On Thu, 2008-06-05 at 10:10 +0200, Robert Buchholz wrote:
> On Wednesday 04 June 2008, Ned Ludd wrote:
> > So for nearly every python based program you can simply dump  *.so
> > *.py *.pyc files just about anywhere on the file system where an
> > admin might invoke python.
> 
> As I also pointed out in our bug [1], this only happens in two cases:
> (1) The interactive shell is used to run python code.
> (2) A python script resides inside an untrusted directory.
> 
> What I expect to be the most common use case, running python code 
> from /usr, or /home, is safe. Since all out-of-the-box software would 
> be installed in directories that are not world-writable, I am tempted 
> call (2) an error on the user side. Changing the behaviour of python in 
> this manner would also break existing programs.
> 
> 
> Robert
> 
> [1] https://bugs.gentoo.org/show_bug.cgi?id=224925
> 


Re: (1)
How this limited to interactive shells?
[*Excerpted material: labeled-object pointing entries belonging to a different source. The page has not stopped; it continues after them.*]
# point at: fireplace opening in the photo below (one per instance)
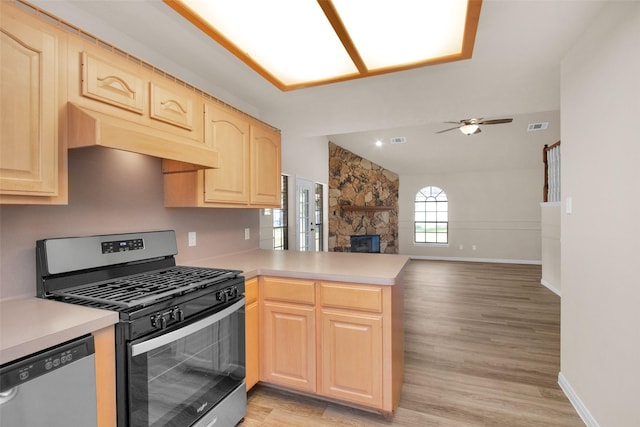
(368, 243)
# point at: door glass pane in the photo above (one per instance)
(303, 220)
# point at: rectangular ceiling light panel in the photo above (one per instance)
(402, 32)
(291, 39)
(301, 43)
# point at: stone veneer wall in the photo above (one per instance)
(358, 182)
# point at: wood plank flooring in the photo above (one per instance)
(482, 348)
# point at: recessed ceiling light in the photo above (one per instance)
(296, 43)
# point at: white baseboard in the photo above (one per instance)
(499, 261)
(550, 287)
(576, 402)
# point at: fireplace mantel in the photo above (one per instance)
(366, 208)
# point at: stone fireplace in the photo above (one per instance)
(366, 243)
(363, 200)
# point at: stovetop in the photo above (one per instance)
(131, 273)
(146, 288)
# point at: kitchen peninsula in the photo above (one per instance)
(328, 324)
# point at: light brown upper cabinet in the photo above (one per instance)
(228, 132)
(124, 104)
(265, 166)
(33, 162)
(249, 166)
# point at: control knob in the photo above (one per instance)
(177, 314)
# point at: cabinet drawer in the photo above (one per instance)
(171, 106)
(351, 297)
(280, 289)
(112, 85)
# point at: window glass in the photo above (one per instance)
(431, 216)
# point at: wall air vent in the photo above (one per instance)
(537, 126)
(398, 140)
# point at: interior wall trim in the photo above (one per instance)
(577, 403)
(550, 286)
(495, 260)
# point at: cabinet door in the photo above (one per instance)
(265, 166)
(228, 133)
(29, 96)
(288, 352)
(351, 357)
(252, 325)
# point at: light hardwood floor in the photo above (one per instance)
(482, 348)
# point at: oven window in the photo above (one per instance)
(179, 381)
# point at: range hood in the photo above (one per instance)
(88, 128)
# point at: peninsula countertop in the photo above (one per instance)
(30, 324)
(376, 269)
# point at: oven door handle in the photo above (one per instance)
(172, 336)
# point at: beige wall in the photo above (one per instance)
(114, 191)
(497, 211)
(600, 325)
(550, 250)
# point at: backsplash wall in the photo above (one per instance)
(354, 181)
(113, 191)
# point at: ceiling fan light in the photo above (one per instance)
(469, 129)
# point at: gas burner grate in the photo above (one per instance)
(146, 288)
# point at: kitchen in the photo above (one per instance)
(94, 174)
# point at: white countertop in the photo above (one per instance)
(30, 324)
(376, 269)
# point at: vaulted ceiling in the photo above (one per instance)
(514, 72)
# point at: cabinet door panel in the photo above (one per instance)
(352, 357)
(265, 166)
(229, 134)
(289, 346)
(29, 128)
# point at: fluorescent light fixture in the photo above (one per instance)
(301, 43)
(469, 129)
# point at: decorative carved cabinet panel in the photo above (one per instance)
(112, 85)
(31, 95)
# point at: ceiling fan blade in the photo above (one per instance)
(447, 130)
(494, 121)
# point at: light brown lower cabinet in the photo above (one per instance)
(105, 353)
(351, 361)
(341, 341)
(252, 336)
(288, 333)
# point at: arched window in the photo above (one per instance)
(431, 220)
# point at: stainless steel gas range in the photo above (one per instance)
(180, 341)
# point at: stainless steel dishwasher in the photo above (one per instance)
(53, 388)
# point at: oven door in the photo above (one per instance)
(177, 377)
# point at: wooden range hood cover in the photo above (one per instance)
(88, 128)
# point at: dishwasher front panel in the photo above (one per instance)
(54, 388)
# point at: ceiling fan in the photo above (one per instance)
(472, 126)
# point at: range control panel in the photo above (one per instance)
(30, 367)
(122, 246)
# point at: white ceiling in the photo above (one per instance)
(514, 72)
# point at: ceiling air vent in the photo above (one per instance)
(537, 126)
(398, 140)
Our portage/emerge being 
directly not vuln is left to near sheer luck that Nick.C opted to shove 
a path into our portage module a-long time ago.. But our tools are 
questionable as it all depends on load order..

More examples:

solar@...ia /tmp $ touch re.so
solar@...ia /tmp $ cat foo.py 
import string
print "foo"

solar@...ia /tmp $ python foo.py
Traceback (most recent call last):
  File "foo.py", line 1, in ?
    import string
  File "/usr/lib/python2.4/string.py", line 83, in ?
    import re as _re
ImportError: /tmp/re.so: file too short
solar@...ia /tmp $ ls -l re.so 
-rw-r--r-- 1 solar solar 0 Jun  5 01:22 re.so

(2) yeah that's pretty much 50% of the problem.